Certains des obstacles empêchant une éradication totale des mutilations génitales féminines et une mise en œuvre correcte de la loi à son encontre comprennent des défis concernant le financement de l'éducation continue et la sensibilisation des communautés dans lesquelles elle est pratiquée, les croyances associées à la pratique et les structures inadéquates pour les victimes.

Les effets néfastes des MGF sur les filles et les femmes ont été reconnus par les chefs d'État et de gouvernement de l'Union africaine et, par une décision de février 2019, ont approuvé l'initiative Saleema, en tant que campagne continentale pour mettre fin aux MGF

Dans un monde où au moins 200 millions de filles et de femmes en vie aujourd'hui ont subi une forme ou une autre de MGF, il est impératif que ces obstacles soient surmontés si nous voulons gagner la guerre contre les MGF. La lutte contre les mutilations génitales féminines peut être gagnée en une génération si nous reconnaissons tous la pratique comme une violation des droits de l'homme et soutenons la mise en œuvre de politiques et de législations qui interdisent cette pratique.

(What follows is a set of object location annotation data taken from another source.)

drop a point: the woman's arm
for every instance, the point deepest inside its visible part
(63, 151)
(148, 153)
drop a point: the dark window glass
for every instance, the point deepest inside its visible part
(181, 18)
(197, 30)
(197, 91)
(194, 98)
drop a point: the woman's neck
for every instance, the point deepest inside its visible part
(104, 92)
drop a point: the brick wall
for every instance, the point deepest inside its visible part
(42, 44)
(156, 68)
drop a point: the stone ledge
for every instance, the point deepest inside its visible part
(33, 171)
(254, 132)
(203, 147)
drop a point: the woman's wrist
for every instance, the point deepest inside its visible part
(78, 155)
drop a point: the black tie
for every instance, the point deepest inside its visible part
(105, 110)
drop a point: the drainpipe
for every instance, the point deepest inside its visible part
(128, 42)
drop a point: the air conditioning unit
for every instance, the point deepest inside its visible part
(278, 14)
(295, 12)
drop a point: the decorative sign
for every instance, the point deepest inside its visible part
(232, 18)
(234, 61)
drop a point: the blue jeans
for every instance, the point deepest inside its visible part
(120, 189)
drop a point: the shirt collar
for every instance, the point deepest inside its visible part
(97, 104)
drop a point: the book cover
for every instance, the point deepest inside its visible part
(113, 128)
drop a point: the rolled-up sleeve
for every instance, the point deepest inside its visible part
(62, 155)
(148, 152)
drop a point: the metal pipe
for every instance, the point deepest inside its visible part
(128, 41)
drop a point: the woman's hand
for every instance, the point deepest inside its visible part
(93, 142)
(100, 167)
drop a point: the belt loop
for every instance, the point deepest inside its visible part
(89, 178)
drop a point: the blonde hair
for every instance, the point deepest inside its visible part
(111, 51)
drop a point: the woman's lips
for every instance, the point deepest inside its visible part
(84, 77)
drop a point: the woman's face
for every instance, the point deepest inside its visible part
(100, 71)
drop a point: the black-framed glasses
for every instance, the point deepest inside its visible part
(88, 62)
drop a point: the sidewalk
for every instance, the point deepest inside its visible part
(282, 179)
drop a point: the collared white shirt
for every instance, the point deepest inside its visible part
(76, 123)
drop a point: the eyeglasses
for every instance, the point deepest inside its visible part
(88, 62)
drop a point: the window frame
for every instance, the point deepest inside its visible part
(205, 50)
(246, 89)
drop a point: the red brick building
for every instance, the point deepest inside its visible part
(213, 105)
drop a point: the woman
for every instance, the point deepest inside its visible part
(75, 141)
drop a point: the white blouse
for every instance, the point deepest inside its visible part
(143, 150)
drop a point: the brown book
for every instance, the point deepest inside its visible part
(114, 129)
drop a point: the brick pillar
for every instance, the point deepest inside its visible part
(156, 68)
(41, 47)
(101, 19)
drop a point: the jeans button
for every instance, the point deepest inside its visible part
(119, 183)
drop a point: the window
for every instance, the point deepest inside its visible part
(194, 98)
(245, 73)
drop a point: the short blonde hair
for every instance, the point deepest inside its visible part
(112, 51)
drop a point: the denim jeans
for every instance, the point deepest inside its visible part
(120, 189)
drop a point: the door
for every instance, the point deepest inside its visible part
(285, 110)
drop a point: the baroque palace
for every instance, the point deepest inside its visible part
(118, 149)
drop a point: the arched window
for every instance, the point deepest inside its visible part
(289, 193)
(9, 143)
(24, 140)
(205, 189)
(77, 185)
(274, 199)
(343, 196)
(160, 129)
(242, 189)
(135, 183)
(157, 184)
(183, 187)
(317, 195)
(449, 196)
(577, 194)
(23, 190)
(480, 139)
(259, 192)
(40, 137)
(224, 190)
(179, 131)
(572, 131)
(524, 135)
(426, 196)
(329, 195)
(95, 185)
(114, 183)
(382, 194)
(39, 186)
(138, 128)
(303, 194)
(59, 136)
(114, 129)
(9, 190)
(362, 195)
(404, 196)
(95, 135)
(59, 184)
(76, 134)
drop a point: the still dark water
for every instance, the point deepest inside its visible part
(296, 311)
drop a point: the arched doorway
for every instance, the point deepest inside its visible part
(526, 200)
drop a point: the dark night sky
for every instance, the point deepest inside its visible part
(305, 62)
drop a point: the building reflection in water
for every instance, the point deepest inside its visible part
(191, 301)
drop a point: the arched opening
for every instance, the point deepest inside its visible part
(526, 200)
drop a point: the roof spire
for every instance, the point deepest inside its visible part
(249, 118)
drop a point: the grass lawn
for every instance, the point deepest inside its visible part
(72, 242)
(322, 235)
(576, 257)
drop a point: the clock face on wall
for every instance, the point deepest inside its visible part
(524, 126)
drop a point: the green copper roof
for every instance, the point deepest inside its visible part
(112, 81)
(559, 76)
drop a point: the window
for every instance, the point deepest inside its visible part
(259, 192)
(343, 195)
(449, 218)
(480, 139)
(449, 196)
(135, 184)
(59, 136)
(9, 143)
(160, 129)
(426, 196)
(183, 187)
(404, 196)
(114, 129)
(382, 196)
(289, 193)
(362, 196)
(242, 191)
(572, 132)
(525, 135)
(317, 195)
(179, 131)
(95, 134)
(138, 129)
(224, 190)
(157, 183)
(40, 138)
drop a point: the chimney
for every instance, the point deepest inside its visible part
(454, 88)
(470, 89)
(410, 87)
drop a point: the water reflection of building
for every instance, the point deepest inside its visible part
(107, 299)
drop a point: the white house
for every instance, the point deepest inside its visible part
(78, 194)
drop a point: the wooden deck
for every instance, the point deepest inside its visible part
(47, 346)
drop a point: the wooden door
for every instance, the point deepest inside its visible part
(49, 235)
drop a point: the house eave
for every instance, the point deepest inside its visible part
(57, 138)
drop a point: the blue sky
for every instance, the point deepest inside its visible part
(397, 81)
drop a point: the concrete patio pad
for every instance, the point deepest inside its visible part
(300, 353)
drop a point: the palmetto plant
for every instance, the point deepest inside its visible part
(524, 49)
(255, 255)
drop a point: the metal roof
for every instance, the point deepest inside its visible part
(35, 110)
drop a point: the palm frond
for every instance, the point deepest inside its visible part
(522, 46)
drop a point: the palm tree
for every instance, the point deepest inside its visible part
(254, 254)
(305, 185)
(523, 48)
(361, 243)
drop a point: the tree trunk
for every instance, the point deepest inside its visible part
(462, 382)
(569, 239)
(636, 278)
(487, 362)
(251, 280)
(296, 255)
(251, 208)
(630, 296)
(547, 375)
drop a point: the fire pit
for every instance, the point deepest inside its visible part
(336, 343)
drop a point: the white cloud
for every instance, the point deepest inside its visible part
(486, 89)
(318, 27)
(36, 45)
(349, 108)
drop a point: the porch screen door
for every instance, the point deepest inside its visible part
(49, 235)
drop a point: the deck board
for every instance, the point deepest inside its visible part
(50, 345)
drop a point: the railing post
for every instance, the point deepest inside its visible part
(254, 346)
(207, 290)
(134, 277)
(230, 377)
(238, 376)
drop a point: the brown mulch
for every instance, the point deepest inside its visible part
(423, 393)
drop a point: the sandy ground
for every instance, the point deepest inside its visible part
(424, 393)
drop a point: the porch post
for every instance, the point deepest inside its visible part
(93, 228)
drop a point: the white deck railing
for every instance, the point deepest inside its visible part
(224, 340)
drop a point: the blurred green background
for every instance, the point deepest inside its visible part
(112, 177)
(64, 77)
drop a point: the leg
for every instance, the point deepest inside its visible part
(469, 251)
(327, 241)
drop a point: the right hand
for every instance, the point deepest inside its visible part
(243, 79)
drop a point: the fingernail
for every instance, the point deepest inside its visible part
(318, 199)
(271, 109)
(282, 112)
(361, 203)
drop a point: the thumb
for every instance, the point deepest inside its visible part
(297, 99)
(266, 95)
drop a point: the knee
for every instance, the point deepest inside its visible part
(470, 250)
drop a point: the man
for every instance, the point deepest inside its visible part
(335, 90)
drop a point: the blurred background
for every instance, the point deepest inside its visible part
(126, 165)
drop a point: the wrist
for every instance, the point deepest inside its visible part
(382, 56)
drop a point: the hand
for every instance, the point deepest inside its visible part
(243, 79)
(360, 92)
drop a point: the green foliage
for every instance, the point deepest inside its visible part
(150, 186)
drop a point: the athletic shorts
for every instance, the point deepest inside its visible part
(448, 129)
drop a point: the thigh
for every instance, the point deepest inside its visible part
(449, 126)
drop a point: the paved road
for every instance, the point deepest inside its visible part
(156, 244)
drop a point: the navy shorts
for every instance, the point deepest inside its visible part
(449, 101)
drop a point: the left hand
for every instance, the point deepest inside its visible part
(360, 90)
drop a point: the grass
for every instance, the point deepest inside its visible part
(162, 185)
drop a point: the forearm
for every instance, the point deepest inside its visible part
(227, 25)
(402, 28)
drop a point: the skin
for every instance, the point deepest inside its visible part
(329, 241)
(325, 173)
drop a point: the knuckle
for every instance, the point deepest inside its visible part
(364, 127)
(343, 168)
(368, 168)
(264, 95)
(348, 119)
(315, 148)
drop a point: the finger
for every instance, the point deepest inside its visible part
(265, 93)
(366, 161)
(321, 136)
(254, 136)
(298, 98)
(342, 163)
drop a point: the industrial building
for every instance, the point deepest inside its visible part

Cette pièce est dédiée aux survivantes des MGF, alors que le monde célèbre la «La Journée internationale de la tolérance zéro à l'égard des mutilations génitales féminines (MGF)» le 6 février. Unissons nos efforts pour éliminer les MGF en une génération. Je suis prêt à faire ma part, cependant, nous pouvons aller plus loin en travaillant ensemble.

Directeur du Bureau de liaison de Plan International auprès de l'Union Africaine.